»Der unaufhaltsame Aufstieg von Amazon«

Alexa, sag’ mir, wann Amazon die Welt beherrschen wird: Gibt es einen Mittelweg zwischen Amazon-Totalverweigerung und einer Prime-Mitgliedschaft für die ganze Familie? Der Filmemacher David Carr-Brown analysiert für seinen Dokumentarfilm »Der unaufhaltsame Aufstieg von Amazon« (bei Arte bis 17. Dezember 2018 in der Mediathek), wie der Onlinehändler zum Global Player wurde und was das für Folgen hat. Fans und Zweifler kommen zu Wort und natürlich Amazon-Boss Jeff Bezos. In der Analyse, woher alles kam, liefert der Film saubere Fakten; In der Prognose, wohin das alles führt, bleibt er vage. »Darauf habe ich leider keine Antwort«, würde Alexa sagen…

Amazons Geschäftsmodell seit seiner Gründung in den frühen neunziger Jahren basiert auf einer verrückten Strategie, die wohl nur im Mekka des Kapitalismus erfunden werden konnte, an der Wall Street: Beim Geschäft kommt es nur darauf an, den Umsatz zu steigern. Der Gewinn wird sofort komplett wieder reinvestiert, um den Service zu verbessern, um noch mehr Kunden zu gewinnen und die Preise niedrig zu halten. Das Ziel ist es also nicht, Gewinn anzuhäufen, sondern die Wettbewerber in die Knie zu zwingen – und damit marktbestimmend zu werden.


Der unaufhaltsamen Aufstieg von Amazon (Arte-Mediathek)

(Video laut Sender abrufbar bis 17. Dezember 2018)

Damit hat es Amazon geschafft, zu einem Global Player in der vom Internet getriebenen Industrie zu werden. Der weltweit größte Onlinehändler ist so mächtig wie ganze Staaten und sein Gründer Jeff Bezos ist der reichste Mensch der Welt. »Bei uns ist immer Tag eins, denn Tag zwei ist unerträglicher Stillstand und Niedergang«, sagt Bezos. Der Knallhart-Kapitalist zeigt sich auf anderen Gebieten gerne als Philanthrop. Er rettet eine strauchelnde Zeitung wie die Washington Post und bringt trudelnde Zukunftsunternehmen wie die Raumfahrtfirma Blue Origin auf Kurs. Im Clinch mit Donald Trump kommt er manchmal sogar als der Retter des freien Welthandels herüber. Fast nebenbei, aber doch mit aller kapitalistischen Gewalt, hat Bezos die Märkte erobert.

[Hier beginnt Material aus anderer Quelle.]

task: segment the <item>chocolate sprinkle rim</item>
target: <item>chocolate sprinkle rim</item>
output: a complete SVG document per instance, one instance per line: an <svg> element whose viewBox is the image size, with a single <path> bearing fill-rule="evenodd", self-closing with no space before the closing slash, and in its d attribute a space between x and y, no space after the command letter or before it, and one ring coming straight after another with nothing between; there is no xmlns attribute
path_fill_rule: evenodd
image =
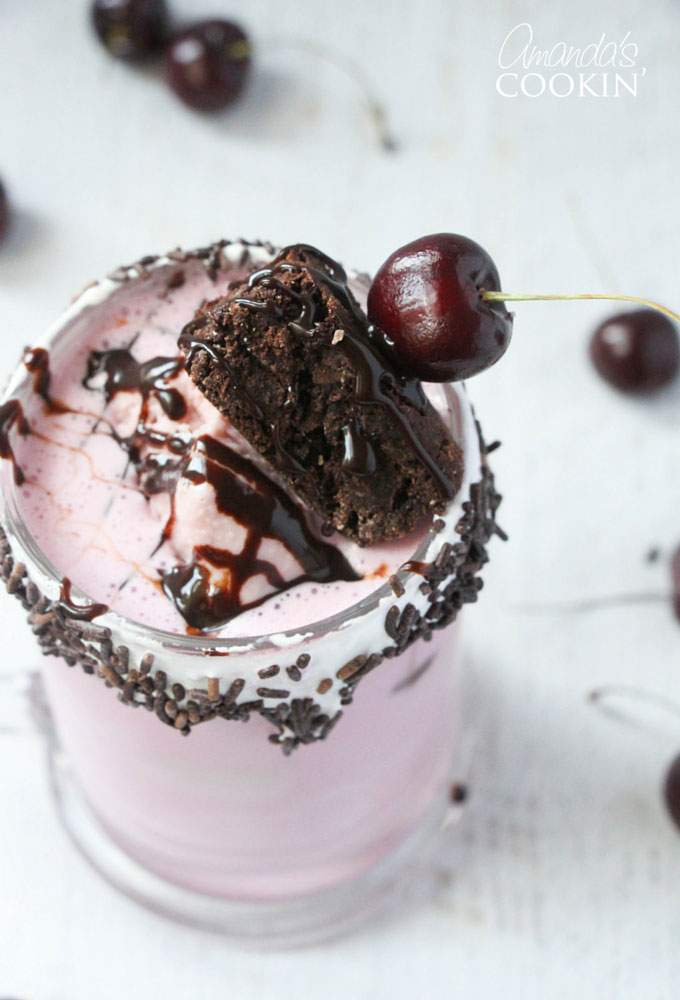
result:
<svg viewBox="0 0 680 1000"><path fill-rule="evenodd" d="M226 247L234 245L243 247L243 252L237 261L228 260L223 253ZM267 254L275 252L272 244L263 241L220 240L196 251L174 250L164 257L143 257L136 264L119 268L109 275L109 279L114 282L125 282L134 278L145 278L151 274L150 269L155 266L200 260L214 280L220 270L245 266L251 259L251 248L262 249ZM276 689L260 687L257 691L260 697L240 704L238 697L246 685L245 679L237 678L222 694L219 692L219 682L214 685L211 683L216 680L215 678L208 681L205 689L186 690L182 684L168 679L164 670L153 669L155 663L153 653L144 653L138 662L133 662L129 647L124 644L116 645L109 627L69 618L58 599L51 600L41 593L31 580L26 566L15 559L7 535L1 526L0 577L5 582L8 593L13 594L28 612L29 625L43 655L60 657L69 667L79 665L86 674L96 674L107 687L118 690L118 698L123 704L133 708L143 706L147 711L153 712L165 725L171 726L183 735L188 735L193 726L214 718L247 721L251 714L257 713L275 728L269 736L270 741L278 744L284 753L289 754L301 744L325 739L341 718L343 708L352 702L359 681L384 659L398 656L419 638L424 641L430 640L434 629L444 628L453 622L464 604L477 600L483 585L479 572L488 561L486 546L494 534L501 538L505 538L505 534L498 527L495 518L501 497L495 489L493 473L486 461L486 448L481 430L476 421L475 425L480 441L481 479L471 484L469 498L462 503L463 514L455 528L459 540L453 544L444 542L436 557L424 564L420 571L419 575L423 578L420 592L426 595L428 606L423 612L418 611L411 602L403 607L395 603L388 608L384 627L391 642L379 649L353 657L337 670L335 676L342 683L339 690L342 707L333 716L324 712L312 697L291 697L294 693L294 684L299 682L305 667L309 664L310 657L307 653L298 655L293 663L272 664L270 668L269 676L281 674L283 675L281 680L285 676L287 680L293 682L293 690L278 686ZM436 530L435 525L434 531ZM431 538L428 539L428 546L431 541ZM383 590L398 600L403 596L403 588L397 581L398 578L393 577L364 600L371 599L377 603L376 599L384 596ZM400 588L402 594L399 593ZM359 602L356 607L360 607L362 603ZM144 628L131 619L116 615L115 612L112 614L126 625L136 626L136 630ZM310 624L319 627L328 623L330 626L335 617L337 616L322 623ZM147 631L156 636L175 640L189 638L160 630L147 629ZM301 631L303 630L295 629L291 630L291 633L300 635ZM201 641L198 640L198 643ZM221 641L232 647L237 645L230 639L214 641L215 643ZM282 649L281 652L283 651ZM210 653L206 652L206 655ZM275 670L275 667L278 667L278 670ZM325 685L326 679L320 682L319 689L325 688ZM323 690L320 690L320 693L323 693ZM275 707L265 706L264 699L272 697L281 698L281 703Z"/></svg>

Obwohl die internationale Koproduktion, an der sich von deutscher Seite der rbb und Arte beteiligt haben, fast 90 Minuten Zeit nimmt, reichen die gerade mal, um den Aufstieg des Onlinehändlers vom elektronischen Buchlieferanten zum weltweit agierenden Warenhaus für alle Waren der Welt nachzuzeichnen. Die eigentliche Macht des Riesen, die auf Künstlicher Intelligenz (Algorithmen), Geräten (Alexa & Co.), Dienstleistungen (bereits 100 Millionen Prime-Mitglieder) und modernen Handelsstraßen (die Cloud-Server der eigenen Amazon-Infrastruktur) basiert, skizziert der Film im letzten Drittel in großer Eile.

Kommt der »unaufhaltsame Aufstieg« zu einem Ende? Da reicht es so kurz vor Schluss leider nur zu einem Blick auf die chinesische Mauer, wo durch Jack Ma und dessen China-Klon Alibaba der unaufhaltsame Amazon-Aufstieg ins Stocken zu geraten droht. Oder werden es Handelsregulierungen sein, wie es die EU mit der DSGVO bereits begonnen hat, die Bezos an »Tag zwei« aufwachen lassen? Oder ist der Bremser gar jener Donald Trump (der im Film nicht erwähnt wird), der Amerika bekanntlich auch dort wieder groß machen will, wo die Wallmarts des alten Amerika längst aufgegeben haben? Diese Fragen bleiben ungelöst und vermutlich hat auch Alexa, die Amazon-Smartplaudertasche, darauf keine Antwort.